Subsystem is a tool that I wrote a while ago because I needed to run specific application in specific versions. However, I wanted it to be easily callable from my host system, so non of the existing container solutions were sufficient to that (at least I couldn't find one). One of my favorite use-cases is to use a subsystem to install pen-testing utilities from one of the well known distributions that ship such tools without polluting my host system. The problem is, that most of the applications depend on shared libraries in specific version, so just copying the executable wasn't really an option because this would also require to handle the dependencies manually.

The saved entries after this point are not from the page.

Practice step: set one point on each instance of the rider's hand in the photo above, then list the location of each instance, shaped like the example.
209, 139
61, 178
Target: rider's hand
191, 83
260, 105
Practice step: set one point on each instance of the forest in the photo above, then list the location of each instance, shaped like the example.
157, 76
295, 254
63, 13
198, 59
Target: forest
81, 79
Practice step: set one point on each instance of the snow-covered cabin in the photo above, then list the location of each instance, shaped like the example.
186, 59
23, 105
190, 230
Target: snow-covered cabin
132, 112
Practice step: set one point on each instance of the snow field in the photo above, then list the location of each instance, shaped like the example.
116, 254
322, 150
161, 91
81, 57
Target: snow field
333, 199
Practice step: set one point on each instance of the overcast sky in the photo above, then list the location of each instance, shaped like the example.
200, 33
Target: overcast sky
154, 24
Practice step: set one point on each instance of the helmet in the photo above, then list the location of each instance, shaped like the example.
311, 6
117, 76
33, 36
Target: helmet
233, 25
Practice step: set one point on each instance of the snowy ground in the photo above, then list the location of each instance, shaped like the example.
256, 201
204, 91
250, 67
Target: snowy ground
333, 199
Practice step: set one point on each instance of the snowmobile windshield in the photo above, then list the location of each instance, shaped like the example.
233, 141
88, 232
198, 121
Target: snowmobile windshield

LSL conveniently allows to run and maintain multiple root filesystems on a single linux machine. On the contrary to usual container approaches such as Docker or LXC, LSL does not isolate the different filesystems (It has never be intended to provide additional security to your system). Instead it only implements the abstraction that is necessary to have multiple root filesystems. In particular, subsystems uses mount namespaces to create containers for the additional root filesystem. These containers then have a different root filesystem than the host system.

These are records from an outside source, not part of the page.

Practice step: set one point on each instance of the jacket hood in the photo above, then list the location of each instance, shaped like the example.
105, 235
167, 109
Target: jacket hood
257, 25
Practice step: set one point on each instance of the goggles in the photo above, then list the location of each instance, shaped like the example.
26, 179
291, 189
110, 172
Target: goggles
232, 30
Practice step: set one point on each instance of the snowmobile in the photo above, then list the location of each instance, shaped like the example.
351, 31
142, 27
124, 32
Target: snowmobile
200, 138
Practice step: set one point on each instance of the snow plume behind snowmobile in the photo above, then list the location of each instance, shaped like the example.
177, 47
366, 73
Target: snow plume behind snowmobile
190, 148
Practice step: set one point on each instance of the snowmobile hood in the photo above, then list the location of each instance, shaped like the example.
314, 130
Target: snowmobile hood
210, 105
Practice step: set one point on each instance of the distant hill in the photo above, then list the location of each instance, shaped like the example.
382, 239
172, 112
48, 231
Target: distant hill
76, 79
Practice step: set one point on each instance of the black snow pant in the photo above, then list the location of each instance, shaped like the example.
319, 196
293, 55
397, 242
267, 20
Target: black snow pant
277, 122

To conveniently execute binaries of a subsystem, the host root filesystem is extended by links to a program that automatically changes into the appropriate mount namespace. The listing below shows how the program id
can be executed:
$ blackarch:id
Executing /usr/bin/id in blackarch
uid=1000(user) gid=1000(user) groups=1000(user),90(network),98(power),986(video),988(storage),991(lp),995(audio),998(wheel)
$ sudo blackarch:id
Executing /usr/bin/id in blackarch
uid=0(root) gid=0(root) groups=0(root)
To install packets from the packet repository, one can execute a bash within the container or call the packet manager directly:
$sudo blackarch:bash
Executing /usr/bin/bash in blackarch
[root@manjaro /]# pacman -Sy
or
$ sudo blackarch:pacman -Sy
Executing /usr/bin/pacman in blackarch
...
Subsystem can be built using the provided CMakeLists.txt. The build process generates two binaries
- lsl: Initializes the mount namespaces:
- To initialize the containers:
sudo lsl start
- To stop containers:
sudo lsl stop
- To recreate links (e.g. after installation of additional binaries):
sudo lsl relink
- To initialize the containers:
- lslExecutor: Executes applications inside the contained (usually does not have to be manually invoked)
The lslExecutor application is designed to be a root owned setuid binary. This is a bit dangerous, but required because to enter the mount namespaces of the subsystem the CAP_SYS_ADMIN and CAP_SYS_CHROOT capabilities are required. Literally the first thing the lslExecutor does is dropping any other capabilities from the effective and permitted set (although CAP_SYS_ADMIN will probably be quite easy to escape...). lslExecutor will then drop back to the real user id (which is an unprivileged user if the user executing lslExecutor wasn't already root before) after the mount namespace of the subsystem has been entered. This will drop the remaining capabilities in case the real user id is not root. Alternatively you can add the required capabilties using file capabilties.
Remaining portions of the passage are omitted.